# ship...did u say you own a hk usp 9mm?



## jason0007 (Nov 21, 2006)

how do u shoot with it??
pros/cons?


----------



## Shipwreck (Jan 26, 2006)

I HAD a fullsize USP - loved the gun. Shot well. Loved to keep it cocked and locked. But, the grip was just too fat for me. From the front of the grip to the back, it's just rather long. It's not the width of the grip.

Anyway, I have small hands. I ended up selling it to pay for my last P99. But, it was a great gun.

Now the compact - I have a 9mm USPc - and I have wavered on keeping it on and off many times. I just posted another message stating that I have decided to keep it.

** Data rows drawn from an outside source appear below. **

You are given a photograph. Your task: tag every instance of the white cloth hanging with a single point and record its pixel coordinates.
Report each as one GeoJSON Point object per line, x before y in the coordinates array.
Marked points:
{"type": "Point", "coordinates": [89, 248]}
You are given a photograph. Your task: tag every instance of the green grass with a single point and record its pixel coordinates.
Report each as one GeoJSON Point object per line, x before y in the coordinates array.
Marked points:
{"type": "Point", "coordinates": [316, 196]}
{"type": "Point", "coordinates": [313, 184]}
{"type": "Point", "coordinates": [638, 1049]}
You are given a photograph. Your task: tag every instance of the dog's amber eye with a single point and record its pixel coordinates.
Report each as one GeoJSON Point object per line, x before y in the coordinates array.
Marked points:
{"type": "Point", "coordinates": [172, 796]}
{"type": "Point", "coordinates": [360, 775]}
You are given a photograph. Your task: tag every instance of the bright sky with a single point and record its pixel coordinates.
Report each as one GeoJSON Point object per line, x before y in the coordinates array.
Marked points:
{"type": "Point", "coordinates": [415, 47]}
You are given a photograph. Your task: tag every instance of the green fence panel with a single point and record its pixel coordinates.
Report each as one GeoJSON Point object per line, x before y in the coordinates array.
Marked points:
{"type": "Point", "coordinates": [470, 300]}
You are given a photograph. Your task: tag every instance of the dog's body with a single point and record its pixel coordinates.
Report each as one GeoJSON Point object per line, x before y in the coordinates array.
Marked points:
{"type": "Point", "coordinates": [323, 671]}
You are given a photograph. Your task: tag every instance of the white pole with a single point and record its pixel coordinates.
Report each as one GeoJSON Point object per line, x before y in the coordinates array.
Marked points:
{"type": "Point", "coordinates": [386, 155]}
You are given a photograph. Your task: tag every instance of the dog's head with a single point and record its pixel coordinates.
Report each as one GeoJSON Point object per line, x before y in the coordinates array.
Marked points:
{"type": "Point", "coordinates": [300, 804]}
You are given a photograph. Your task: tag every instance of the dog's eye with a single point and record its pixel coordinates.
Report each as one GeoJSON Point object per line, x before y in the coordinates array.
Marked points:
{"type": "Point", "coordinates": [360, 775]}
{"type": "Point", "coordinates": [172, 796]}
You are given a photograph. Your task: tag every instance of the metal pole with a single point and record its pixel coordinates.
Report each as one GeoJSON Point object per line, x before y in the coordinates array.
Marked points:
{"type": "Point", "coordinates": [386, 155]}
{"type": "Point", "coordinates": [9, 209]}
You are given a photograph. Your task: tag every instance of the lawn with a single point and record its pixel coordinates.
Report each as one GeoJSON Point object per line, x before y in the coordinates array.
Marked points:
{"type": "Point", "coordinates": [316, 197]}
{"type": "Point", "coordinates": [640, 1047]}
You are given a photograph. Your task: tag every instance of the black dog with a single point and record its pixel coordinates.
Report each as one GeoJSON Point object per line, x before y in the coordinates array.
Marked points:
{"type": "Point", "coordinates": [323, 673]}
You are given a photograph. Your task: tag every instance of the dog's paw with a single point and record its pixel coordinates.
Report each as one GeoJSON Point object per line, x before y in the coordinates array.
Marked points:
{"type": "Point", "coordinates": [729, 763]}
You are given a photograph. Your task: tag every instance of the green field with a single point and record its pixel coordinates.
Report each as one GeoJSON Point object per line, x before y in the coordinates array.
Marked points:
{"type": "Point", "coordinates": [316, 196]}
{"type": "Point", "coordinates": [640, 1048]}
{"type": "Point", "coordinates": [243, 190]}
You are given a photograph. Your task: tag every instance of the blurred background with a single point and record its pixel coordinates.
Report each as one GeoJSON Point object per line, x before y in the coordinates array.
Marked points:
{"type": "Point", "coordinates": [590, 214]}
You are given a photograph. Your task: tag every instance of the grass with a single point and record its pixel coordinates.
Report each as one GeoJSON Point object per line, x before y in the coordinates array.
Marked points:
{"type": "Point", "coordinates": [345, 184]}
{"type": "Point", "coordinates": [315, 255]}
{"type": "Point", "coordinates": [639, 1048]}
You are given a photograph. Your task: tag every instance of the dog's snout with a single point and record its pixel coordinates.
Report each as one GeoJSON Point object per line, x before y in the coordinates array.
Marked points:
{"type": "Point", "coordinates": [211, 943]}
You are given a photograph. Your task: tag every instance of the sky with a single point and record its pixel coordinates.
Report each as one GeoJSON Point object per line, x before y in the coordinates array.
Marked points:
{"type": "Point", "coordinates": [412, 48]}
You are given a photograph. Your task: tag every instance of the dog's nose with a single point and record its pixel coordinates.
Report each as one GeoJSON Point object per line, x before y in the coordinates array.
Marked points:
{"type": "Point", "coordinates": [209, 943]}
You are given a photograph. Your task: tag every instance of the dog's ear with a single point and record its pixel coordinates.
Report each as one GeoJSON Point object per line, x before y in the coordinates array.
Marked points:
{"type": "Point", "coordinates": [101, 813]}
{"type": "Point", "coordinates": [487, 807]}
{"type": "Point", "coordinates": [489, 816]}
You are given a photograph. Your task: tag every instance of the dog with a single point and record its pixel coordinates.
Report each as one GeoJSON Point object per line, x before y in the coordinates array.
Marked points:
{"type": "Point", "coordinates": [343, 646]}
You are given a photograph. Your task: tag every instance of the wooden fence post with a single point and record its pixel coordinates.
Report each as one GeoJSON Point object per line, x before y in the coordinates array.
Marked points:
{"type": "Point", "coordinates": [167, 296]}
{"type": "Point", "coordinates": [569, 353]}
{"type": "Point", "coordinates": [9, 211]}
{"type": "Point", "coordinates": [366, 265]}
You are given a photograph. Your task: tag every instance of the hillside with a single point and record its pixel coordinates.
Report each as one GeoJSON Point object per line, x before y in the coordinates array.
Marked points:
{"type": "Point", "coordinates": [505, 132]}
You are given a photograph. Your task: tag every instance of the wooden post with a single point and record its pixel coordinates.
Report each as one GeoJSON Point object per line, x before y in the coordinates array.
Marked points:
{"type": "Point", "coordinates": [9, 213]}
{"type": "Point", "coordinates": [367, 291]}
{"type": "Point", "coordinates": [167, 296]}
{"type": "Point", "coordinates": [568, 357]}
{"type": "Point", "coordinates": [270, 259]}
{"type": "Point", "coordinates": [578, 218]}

Something about the compact - ya gotta really practice to NOT shoot low with it. Many people complain about this. But, the fullsize doesn't have this issue.

If U are looking at the fullsize and like it - get it.


----------



## jason0007 (Nov 21, 2006)

Shipwreck said:


> I HAD a fullsize USP - loved the gun. Shot well. Loved to keep it cocked and locked. But, the grip was just too fat for me. From the front of the grip to the back, it's just rather long. It's not the width of the grip.
> 
> Anyway, I have small hands. I ended up selling it to pay for my last P99. But, it was a great gun.
> 
> ...


what trigger set do you have for the usp 9mm compact?
no, i am looking for a compact, not full size since i too have girly hands..


----------



## Shipwreck (Jan 26, 2006)

I have Variant 1 - DA/SA with a decocker setup for a right hander. The most common version.

See my post here:

http://www.handgunforum.net/showthread.php?t=6895


----------



## jason0007 (Nov 21, 2006)

does the tlr1/2 or m6 insight laser/light fit on the hk usp 9mm?


----------



## -gunut- (May 8, 2006)

jason0007 said:


> does the tlr1/2 or m6 insight laser/light fit on the hk usp 9mm?


Not without an adapter. I use one on my full-size. The P200 has a normal picatinny rail. The new HK45 series and P3000 has the normal rail also.


----------